The ethical questions raised by developments in science, politics, and social issues in the past few years emphasize the rapidly increasing importance of responsible professionals. Was Karen Quinlan's doctor right to prolong her life? Should administrators employ affirmative action? How should scientists decide where to limit cloning? In response to questions like these, Harvard, and many other colleges are developing "applied ethics" courses. Enrollment in such courses has increased dramatically in recent years.
The reasons for this upsurge are not entirely clear, but some teachers of ethics might agree with Arthur J. Dyck, Saltonstall Professor of Population Ethics, who says, "People are starved for ethics."
"No one reads the great classical discussions anymore, and they're all tired of being put off by a neutral world," he says.
Of the six courses dealing with professional ethics that are offered to Harvard undergraduates, Quincy 107, "Business in American Life," has been around the longest. Instituted in 1973 by Thomas J.C. Raymond, professor of Business Administration at the Business School, the course has more than doubled its original enrollment of 25 students since then, and this year is being taught in two sections.
While Raymond says that his seminar is not a course "specifically in ethics," he adds there are "ethical overtones to every case we study." By evaluating such topics as whether a new business will serve a social need, what to do when original employees in a small firm are no longer needed, and how to maintain legitimate arrangements with financial backers, students are forced to consider the ethical ramifications of business in daily life, he says.
Field work in Cambridge gives students actual experience in applying class material. Last year, each student in the course had to do a project on a restaurant or clothing store in Harvard Square. Each compiled an overall assessment of the business practices of the examined organization and then presented it to the store owner at the end of the course.
This year, after analyzing the businesses in Harvard Square, students will have to decide what kind of business would be best for them to start, taking into account what would be the most beneficial for the community, Raymond says.
When it comes to encouraging a social conscience in business, Raymond says professors can try, but they really "can't pump ethics. We raise the considerations, but I leave the decisions to the students."
While Quincy 107 attracts a predominance of economics majors and pre-business students, Dudley 108 appeals to many students considering law.
William Bruce, vice dean of the Law School, says that in his Dudley seminar, "Thinking Like a Lawyer," he tries to point out that "individual rights are the rights of all of us." Currently in its fourth year, the course has grown in enrollment from 15 students to 100.
Focusing on ethics in the legal context, Bruce says topics of discussion in his course have included whether one should use improperly obtained evidence, as well as the importance of protecting individual rights in controversial cases.
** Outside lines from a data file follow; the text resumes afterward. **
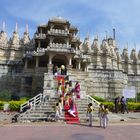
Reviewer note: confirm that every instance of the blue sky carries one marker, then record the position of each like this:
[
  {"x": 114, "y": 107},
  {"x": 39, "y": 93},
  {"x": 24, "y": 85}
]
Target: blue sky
[{"x": 89, "y": 16}]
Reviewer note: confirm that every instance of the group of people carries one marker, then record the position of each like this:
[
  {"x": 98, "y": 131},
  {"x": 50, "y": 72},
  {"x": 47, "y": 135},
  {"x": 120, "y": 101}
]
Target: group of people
[
  {"x": 68, "y": 98},
  {"x": 120, "y": 104},
  {"x": 59, "y": 71},
  {"x": 102, "y": 114}
]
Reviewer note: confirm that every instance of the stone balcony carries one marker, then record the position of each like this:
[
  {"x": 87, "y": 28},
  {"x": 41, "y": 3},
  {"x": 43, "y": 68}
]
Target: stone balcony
[
  {"x": 75, "y": 38},
  {"x": 60, "y": 47},
  {"x": 58, "y": 32}
]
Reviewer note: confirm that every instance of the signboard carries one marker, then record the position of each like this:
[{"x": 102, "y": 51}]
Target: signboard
[{"x": 129, "y": 92}]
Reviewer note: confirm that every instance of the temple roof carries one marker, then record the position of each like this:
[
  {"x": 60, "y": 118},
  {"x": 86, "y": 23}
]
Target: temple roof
[{"x": 58, "y": 19}]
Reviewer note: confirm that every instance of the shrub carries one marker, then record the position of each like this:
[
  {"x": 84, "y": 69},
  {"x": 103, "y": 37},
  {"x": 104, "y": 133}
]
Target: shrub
[
  {"x": 109, "y": 104},
  {"x": 133, "y": 106},
  {"x": 99, "y": 99},
  {"x": 15, "y": 105},
  {"x": 5, "y": 95}
]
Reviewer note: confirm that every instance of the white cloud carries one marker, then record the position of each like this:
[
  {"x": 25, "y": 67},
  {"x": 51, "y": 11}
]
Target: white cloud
[{"x": 96, "y": 16}]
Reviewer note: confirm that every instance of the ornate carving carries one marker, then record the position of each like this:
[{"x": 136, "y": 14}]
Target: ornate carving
[
  {"x": 105, "y": 47},
  {"x": 133, "y": 55},
  {"x": 125, "y": 54},
  {"x": 26, "y": 38},
  {"x": 86, "y": 44},
  {"x": 139, "y": 55},
  {"x": 95, "y": 46},
  {"x": 15, "y": 38}
]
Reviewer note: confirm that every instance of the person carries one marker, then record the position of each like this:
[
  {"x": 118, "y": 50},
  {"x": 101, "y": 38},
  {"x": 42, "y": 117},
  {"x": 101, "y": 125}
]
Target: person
[
  {"x": 100, "y": 114},
  {"x": 61, "y": 99},
  {"x": 76, "y": 90},
  {"x": 105, "y": 117},
  {"x": 60, "y": 107},
  {"x": 66, "y": 90},
  {"x": 55, "y": 70},
  {"x": 57, "y": 112},
  {"x": 89, "y": 113},
  {"x": 116, "y": 102},
  {"x": 59, "y": 89},
  {"x": 72, "y": 109},
  {"x": 124, "y": 105},
  {"x": 62, "y": 70},
  {"x": 67, "y": 100}
]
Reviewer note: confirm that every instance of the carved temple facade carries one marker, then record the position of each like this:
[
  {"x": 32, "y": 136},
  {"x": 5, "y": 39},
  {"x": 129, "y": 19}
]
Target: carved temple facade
[{"x": 24, "y": 61}]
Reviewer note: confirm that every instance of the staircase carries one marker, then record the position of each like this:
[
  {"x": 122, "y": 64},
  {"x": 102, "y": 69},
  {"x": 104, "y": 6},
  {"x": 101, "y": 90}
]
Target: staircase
[
  {"x": 82, "y": 105},
  {"x": 44, "y": 109}
]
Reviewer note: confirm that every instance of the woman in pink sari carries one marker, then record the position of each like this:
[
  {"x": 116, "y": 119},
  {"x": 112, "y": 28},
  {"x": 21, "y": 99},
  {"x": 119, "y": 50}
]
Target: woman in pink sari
[{"x": 77, "y": 90}]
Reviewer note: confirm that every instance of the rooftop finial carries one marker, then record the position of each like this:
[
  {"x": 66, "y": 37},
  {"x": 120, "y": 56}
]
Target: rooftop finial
[
  {"x": 26, "y": 30},
  {"x": 135, "y": 46},
  {"x": 16, "y": 28},
  {"x": 106, "y": 34},
  {"x": 114, "y": 34},
  {"x": 88, "y": 34},
  {"x": 3, "y": 26},
  {"x": 127, "y": 45}
]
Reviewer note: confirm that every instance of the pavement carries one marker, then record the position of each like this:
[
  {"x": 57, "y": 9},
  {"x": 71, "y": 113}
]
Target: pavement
[
  {"x": 120, "y": 127},
  {"x": 5, "y": 117}
]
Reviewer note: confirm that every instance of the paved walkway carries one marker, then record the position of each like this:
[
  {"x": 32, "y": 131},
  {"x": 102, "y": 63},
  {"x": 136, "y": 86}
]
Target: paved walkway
[
  {"x": 58, "y": 131},
  {"x": 128, "y": 128}
]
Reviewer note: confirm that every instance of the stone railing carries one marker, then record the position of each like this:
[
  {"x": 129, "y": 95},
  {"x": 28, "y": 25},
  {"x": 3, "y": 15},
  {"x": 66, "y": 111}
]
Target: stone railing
[
  {"x": 59, "y": 45},
  {"x": 58, "y": 31},
  {"x": 93, "y": 101},
  {"x": 75, "y": 38},
  {"x": 32, "y": 102},
  {"x": 40, "y": 36}
]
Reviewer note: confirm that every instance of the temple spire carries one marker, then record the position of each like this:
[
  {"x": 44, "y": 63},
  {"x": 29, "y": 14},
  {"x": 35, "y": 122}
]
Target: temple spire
[
  {"x": 3, "y": 26},
  {"x": 26, "y": 29},
  {"x": 16, "y": 28},
  {"x": 106, "y": 34}
]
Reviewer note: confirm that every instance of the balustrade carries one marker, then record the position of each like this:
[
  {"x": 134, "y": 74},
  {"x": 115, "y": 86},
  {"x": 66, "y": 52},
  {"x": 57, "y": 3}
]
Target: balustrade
[{"x": 58, "y": 31}]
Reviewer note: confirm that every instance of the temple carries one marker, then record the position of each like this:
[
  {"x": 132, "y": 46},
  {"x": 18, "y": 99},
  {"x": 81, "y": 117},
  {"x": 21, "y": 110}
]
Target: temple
[{"x": 26, "y": 64}]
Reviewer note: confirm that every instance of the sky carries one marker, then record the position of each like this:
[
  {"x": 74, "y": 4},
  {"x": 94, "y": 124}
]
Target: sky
[{"x": 91, "y": 17}]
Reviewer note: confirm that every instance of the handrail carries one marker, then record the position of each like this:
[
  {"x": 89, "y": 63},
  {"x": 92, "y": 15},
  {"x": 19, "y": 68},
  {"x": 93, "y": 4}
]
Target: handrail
[
  {"x": 34, "y": 101},
  {"x": 93, "y": 101}
]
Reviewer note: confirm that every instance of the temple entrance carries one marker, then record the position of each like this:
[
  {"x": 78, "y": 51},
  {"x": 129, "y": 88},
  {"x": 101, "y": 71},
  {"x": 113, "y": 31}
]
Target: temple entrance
[{"x": 59, "y": 60}]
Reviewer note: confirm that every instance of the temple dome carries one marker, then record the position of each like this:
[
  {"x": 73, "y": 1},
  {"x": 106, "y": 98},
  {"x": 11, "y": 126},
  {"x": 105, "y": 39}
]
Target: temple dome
[{"x": 58, "y": 19}]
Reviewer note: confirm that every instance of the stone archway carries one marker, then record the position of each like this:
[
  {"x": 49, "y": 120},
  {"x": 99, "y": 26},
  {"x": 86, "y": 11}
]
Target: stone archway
[{"x": 59, "y": 60}]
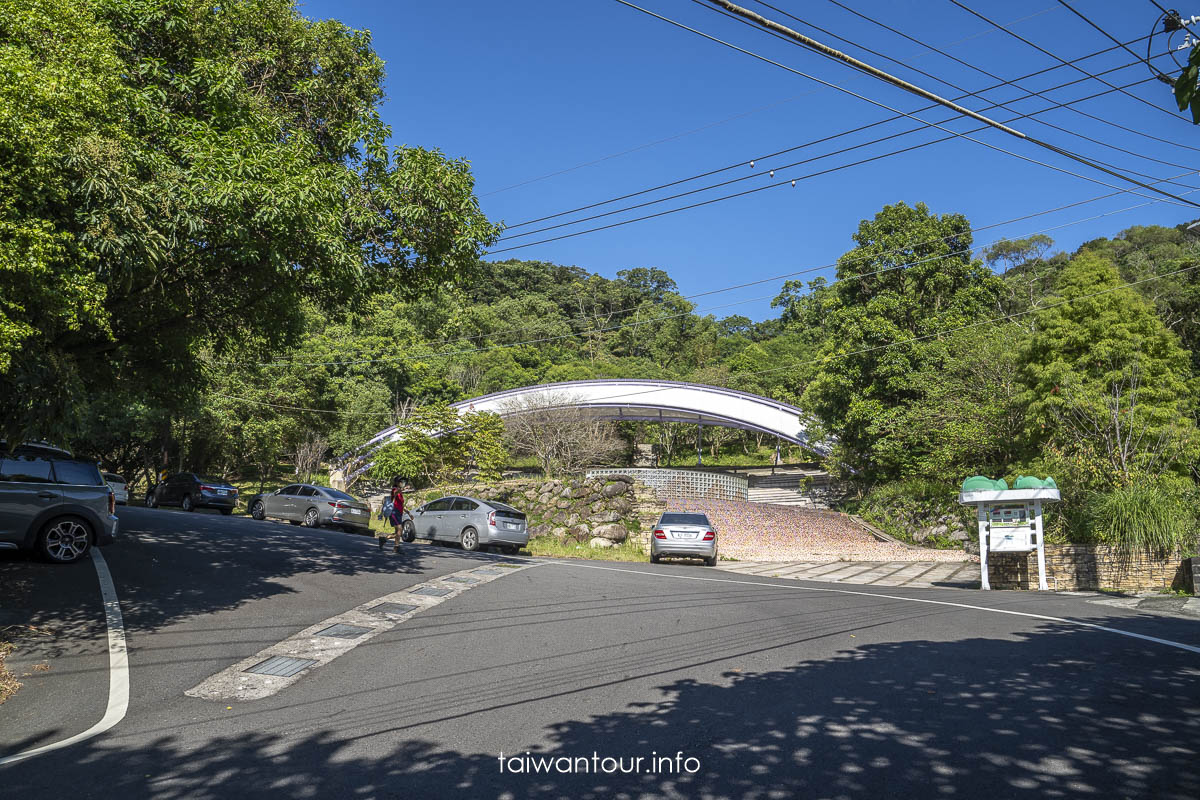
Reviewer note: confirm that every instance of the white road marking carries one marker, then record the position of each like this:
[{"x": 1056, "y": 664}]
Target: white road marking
[
  {"x": 235, "y": 684},
  {"x": 1168, "y": 643},
  {"x": 118, "y": 668}
]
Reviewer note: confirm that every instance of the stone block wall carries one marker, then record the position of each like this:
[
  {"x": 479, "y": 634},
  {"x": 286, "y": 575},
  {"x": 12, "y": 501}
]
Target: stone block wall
[{"x": 1073, "y": 567}]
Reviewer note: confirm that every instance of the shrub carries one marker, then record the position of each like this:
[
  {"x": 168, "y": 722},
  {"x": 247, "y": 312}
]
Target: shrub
[{"x": 1152, "y": 517}]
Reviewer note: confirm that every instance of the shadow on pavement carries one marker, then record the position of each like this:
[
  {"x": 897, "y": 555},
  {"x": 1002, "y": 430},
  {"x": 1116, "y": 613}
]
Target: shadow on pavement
[{"x": 1055, "y": 713}]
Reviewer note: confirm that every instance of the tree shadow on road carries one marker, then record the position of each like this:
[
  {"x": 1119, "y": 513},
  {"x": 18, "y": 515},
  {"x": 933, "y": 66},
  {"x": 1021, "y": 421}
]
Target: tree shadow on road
[{"x": 1054, "y": 713}]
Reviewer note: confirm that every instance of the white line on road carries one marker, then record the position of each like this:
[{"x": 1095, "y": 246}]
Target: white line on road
[
  {"x": 1189, "y": 648},
  {"x": 118, "y": 668}
]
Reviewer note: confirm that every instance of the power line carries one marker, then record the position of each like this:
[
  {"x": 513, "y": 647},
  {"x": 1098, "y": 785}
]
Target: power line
[
  {"x": 676, "y": 316},
  {"x": 727, "y": 119},
  {"x": 786, "y": 275},
  {"x": 789, "y": 166},
  {"x": 870, "y": 349},
  {"x": 835, "y": 136},
  {"x": 1147, "y": 60},
  {"x": 1042, "y": 49},
  {"x": 834, "y": 54}
]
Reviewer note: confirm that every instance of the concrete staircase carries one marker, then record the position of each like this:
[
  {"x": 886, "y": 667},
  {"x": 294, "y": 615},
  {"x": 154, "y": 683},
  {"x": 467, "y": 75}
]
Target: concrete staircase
[{"x": 789, "y": 488}]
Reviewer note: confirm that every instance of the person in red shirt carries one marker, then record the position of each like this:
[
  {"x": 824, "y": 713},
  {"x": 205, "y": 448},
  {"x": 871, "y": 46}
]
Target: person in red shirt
[{"x": 396, "y": 497}]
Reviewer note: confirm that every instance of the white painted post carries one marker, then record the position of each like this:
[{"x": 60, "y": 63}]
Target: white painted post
[
  {"x": 1042, "y": 552},
  {"x": 982, "y": 518}
]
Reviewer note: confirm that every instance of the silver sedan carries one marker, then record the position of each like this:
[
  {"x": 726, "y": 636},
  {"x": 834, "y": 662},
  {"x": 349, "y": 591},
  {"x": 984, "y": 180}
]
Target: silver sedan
[
  {"x": 684, "y": 534},
  {"x": 311, "y": 505},
  {"x": 471, "y": 522}
]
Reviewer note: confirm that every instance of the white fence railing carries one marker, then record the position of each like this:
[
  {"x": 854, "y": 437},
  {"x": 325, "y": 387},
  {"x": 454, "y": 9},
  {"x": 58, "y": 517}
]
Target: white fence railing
[{"x": 685, "y": 483}]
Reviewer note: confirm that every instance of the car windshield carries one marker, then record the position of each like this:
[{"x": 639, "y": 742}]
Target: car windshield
[{"x": 684, "y": 519}]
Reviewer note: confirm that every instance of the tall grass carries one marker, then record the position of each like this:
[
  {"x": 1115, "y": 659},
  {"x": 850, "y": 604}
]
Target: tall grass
[{"x": 1144, "y": 517}]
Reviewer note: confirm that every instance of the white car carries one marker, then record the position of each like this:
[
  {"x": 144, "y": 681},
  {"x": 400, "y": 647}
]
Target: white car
[{"x": 117, "y": 483}]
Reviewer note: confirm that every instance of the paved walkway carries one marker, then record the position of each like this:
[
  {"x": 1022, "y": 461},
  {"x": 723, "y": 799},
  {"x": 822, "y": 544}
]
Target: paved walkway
[
  {"x": 955, "y": 575},
  {"x": 947, "y": 576}
]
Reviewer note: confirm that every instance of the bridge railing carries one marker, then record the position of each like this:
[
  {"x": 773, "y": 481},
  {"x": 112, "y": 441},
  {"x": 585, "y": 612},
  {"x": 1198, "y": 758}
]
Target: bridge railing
[{"x": 685, "y": 483}]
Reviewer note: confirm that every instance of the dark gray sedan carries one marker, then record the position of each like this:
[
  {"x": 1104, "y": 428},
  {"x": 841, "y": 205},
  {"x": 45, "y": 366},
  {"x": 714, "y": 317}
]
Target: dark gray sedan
[
  {"x": 684, "y": 534},
  {"x": 313, "y": 506},
  {"x": 471, "y": 522}
]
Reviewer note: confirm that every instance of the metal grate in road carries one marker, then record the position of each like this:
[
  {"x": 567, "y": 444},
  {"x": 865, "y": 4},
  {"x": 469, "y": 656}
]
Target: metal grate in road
[
  {"x": 431, "y": 591},
  {"x": 343, "y": 631},
  {"x": 281, "y": 666},
  {"x": 393, "y": 609}
]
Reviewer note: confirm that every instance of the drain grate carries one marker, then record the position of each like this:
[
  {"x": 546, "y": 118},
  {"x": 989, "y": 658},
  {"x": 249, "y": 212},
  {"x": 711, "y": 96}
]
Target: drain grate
[
  {"x": 282, "y": 666},
  {"x": 431, "y": 591},
  {"x": 343, "y": 631},
  {"x": 393, "y": 609}
]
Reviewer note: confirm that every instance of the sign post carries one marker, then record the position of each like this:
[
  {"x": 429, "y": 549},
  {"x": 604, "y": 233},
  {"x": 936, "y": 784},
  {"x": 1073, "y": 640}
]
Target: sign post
[{"x": 1009, "y": 519}]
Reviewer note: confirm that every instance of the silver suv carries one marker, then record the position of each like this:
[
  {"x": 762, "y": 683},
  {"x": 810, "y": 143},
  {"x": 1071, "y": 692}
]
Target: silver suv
[{"x": 53, "y": 503}]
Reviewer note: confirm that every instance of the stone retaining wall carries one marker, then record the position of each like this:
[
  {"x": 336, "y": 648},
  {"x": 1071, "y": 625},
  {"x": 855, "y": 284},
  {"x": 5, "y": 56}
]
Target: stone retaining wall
[{"x": 1090, "y": 566}]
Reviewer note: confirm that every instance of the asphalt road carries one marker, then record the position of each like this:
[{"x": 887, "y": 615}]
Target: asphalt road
[{"x": 775, "y": 689}]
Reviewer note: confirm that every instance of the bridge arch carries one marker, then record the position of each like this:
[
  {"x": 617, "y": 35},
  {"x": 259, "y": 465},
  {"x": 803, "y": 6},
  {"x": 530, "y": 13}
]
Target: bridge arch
[{"x": 652, "y": 401}]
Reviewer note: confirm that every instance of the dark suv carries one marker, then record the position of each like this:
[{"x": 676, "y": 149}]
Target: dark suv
[
  {"x": 190, "y": 491},
  {"x": 53, "y": 503}
]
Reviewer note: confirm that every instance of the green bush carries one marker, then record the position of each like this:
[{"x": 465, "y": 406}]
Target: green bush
[{"x": 1151, "y": 517}]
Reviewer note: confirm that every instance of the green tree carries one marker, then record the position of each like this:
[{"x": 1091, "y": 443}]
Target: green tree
[
  {"x": 1105, "y": 379},
  {"x": 184, "y": 176},
  {"x": 907, "y": 283}
]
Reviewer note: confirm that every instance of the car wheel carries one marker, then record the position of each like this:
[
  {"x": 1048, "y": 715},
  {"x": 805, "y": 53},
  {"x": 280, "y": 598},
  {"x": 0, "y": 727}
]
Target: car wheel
[
  {"x": 469, "y": 540},
  {"x": 64, "y": 540}
]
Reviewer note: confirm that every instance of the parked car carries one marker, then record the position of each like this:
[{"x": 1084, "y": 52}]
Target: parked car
[
  {"x": 53, "y": 503},
  {"x": 684, "y": 534},
  {"x": 471, "y": 522},
  {"x": 117, "y": 483},
  {"x": 190, "y": 492},
  {"x": 312, "y": 506}
]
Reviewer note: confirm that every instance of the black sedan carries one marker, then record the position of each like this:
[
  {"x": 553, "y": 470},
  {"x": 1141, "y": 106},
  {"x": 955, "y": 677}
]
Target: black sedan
[{"x": 190, "y": 491}]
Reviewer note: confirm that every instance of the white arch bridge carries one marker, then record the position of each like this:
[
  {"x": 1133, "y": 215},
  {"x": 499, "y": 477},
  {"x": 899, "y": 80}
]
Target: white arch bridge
[{"x": 651, "y": 401}]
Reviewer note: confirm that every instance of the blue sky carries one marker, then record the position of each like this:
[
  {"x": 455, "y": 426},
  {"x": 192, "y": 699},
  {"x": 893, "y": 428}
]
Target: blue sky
[{"x": 528, "y": 88}]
Also in its fourth year and growing in popularity, Leverett 101, "The Government and the Press in America" raises many questions related to journalistic ethics. James C. Thomson Jr., curator of the Nieman Fellowships, estimates that about two-thirds of the students in his course go on to journalism, with the remaining one-third entering government or public policy work. As to whether they will emerge from Leverett 101 more ethically-minded, Thomson says, "I certainly hope so."
"You can't talk about journalism without talking about ethics," Thomson says. "The type of questions that journalists face all the time--privacy of sources, how much one can investigate the government without running counter to patriotism--demand a consideration of ethics,"
Thomson says he teaches Leverett 101 on "grounds of conscience." He adds, "The future of the press in our country and in other countries may depend on many of these students. They should be exposed to discussion of the issues involved."
Although Leverett 101 is limited to 20 places, this year 120 students applied, double the number that applied in 1974. Thomson says that the increase in enrollment is probably due more to the scarcity of journalism courses at Harvard than to any ethical considerations.